Self Help Techniques

What is important if I have been involved in a violent experience?

Accept that it is natural to react

Acknowledge all feelings, thoughts and actions, including those you find frightening and strange. Crying may help.

Share your thoughts and feelings with others

Show your vulnerability, so others do not assume you can handle everything on your own. Accept the support and care of others. If provided with the opportunity, it is beneficial to spend time with others who have shared a similar experience. It is particularly important to share your experience with those involved in the incident, as well as the people who are close to you.

Continue communicating

- even when the novelty of the event has passed. Find someone you can confide in. Every time you express your feelings verbally, parts of the experience are compartmentalised.

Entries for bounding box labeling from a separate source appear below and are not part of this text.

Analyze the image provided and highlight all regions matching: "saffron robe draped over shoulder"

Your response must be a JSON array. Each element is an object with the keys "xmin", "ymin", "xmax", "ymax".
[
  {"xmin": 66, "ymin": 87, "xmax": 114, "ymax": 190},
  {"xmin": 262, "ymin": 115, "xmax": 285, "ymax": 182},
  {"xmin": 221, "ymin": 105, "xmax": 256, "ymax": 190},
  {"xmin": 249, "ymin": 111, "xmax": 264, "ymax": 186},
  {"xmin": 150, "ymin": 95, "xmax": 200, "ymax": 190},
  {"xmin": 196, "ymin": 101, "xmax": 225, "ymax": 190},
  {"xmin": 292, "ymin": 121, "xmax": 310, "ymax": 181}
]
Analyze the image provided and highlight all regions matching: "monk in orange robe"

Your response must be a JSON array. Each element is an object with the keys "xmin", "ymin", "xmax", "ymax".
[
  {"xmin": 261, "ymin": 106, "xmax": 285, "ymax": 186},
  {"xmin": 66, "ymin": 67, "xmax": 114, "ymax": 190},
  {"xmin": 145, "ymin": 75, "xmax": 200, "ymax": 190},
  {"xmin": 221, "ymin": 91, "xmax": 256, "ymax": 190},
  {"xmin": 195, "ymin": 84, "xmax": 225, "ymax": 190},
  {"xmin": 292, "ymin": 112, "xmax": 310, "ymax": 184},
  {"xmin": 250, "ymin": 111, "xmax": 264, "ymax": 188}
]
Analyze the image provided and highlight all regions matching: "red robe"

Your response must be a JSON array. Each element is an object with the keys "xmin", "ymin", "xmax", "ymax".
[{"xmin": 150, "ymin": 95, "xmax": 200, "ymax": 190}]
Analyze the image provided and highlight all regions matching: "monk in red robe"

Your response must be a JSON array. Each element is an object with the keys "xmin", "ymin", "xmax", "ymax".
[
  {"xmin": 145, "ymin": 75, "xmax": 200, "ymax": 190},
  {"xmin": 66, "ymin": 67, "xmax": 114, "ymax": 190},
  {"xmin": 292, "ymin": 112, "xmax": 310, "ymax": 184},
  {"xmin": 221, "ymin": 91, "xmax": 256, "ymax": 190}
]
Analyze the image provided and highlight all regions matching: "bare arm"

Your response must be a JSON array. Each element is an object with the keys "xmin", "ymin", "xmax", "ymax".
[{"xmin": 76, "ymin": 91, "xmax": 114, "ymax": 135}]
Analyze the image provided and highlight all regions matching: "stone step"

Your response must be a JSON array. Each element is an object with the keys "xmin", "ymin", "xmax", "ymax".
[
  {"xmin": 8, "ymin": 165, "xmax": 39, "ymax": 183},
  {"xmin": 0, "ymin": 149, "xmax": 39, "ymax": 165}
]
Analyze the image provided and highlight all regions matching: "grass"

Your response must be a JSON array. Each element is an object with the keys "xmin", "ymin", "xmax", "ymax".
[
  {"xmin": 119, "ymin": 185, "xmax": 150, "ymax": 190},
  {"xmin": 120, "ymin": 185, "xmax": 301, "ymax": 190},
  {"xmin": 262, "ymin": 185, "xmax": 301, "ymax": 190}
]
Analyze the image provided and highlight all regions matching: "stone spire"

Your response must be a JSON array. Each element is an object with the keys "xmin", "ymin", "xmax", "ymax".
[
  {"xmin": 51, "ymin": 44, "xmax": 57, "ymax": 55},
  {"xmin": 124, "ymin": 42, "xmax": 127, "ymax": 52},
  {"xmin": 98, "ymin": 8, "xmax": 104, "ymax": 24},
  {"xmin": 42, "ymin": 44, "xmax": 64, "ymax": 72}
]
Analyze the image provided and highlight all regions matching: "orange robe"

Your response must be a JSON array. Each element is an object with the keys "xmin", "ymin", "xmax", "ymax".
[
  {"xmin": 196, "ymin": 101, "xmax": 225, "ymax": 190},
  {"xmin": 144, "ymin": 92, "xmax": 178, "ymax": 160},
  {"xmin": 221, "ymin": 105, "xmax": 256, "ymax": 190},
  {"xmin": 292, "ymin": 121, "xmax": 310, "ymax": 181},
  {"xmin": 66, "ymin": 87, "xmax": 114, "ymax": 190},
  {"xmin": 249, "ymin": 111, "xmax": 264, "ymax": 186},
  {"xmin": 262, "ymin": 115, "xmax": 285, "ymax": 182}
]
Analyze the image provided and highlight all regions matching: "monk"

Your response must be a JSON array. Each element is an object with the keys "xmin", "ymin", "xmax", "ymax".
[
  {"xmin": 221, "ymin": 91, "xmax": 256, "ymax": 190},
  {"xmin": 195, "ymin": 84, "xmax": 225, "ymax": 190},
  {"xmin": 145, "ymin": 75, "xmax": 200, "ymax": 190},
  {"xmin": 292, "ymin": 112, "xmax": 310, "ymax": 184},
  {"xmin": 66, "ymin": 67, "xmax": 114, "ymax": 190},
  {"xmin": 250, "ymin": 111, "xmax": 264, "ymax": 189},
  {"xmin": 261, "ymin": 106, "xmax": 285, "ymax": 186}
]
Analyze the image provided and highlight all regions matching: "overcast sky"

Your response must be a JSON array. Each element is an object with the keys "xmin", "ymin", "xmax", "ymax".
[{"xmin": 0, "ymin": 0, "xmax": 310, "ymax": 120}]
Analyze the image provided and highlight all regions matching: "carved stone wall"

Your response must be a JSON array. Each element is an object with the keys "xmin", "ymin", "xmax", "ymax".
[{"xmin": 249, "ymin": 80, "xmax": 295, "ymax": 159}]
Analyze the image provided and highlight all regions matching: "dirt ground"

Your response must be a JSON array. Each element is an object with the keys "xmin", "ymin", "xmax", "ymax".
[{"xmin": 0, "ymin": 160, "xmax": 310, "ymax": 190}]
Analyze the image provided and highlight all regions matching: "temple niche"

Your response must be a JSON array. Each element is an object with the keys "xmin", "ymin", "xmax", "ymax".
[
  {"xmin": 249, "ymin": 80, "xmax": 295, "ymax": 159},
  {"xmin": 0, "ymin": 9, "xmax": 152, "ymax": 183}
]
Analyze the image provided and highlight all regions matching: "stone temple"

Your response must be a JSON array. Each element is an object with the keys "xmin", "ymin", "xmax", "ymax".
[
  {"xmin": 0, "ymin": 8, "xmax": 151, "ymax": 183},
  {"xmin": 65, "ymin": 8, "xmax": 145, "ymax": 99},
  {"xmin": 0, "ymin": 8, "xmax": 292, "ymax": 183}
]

Allow your surroundings to react

Allow your children and the people around you to express their thoughts and feelings. Everybody will be impacted by the situation in their own way.

Confront the reality

- preferably with someone you know and feel safe with: Look at photographs, view the damaged or destroyed items, seek out places and people you associate with the incident, return to the place of the incident, if you have lost a loved one, see the deceased and attend the funeral.

Maintain your daily routines

Resume your work as soon as you feel you are ready. If necessary, ask for a special arrangement or “light work”, to ease the hardest time.

Take care of yourself

New accidents - including traffic accidents - often occur after violent events.

Seek recreation

Every so often, ensure that you think about something else, and engage in something enjoyable. Physical activity is recommended as it counteracts stress in the body. Bear in mind that it is okay - and beneficial - to be able to look forward to things in life, both small and big.

Get a good night's sleep

If you initially after the incident experience difficulties sleeping, it may be beneficial to have a little nightcap or consult your doctor for some sleep medication.

Do not run from your problems

When life is difficult, it is easy and tempting to use quick escapes such as medication, alcohol or a flurry of activities. These may be able to dull the immediate pain, but if they evolve into a lifestyle, new problems arise.

Seek help

If you, your family, or your network are unable to help you process the event and your reactions, you should seek help through your doctor or immediate superior.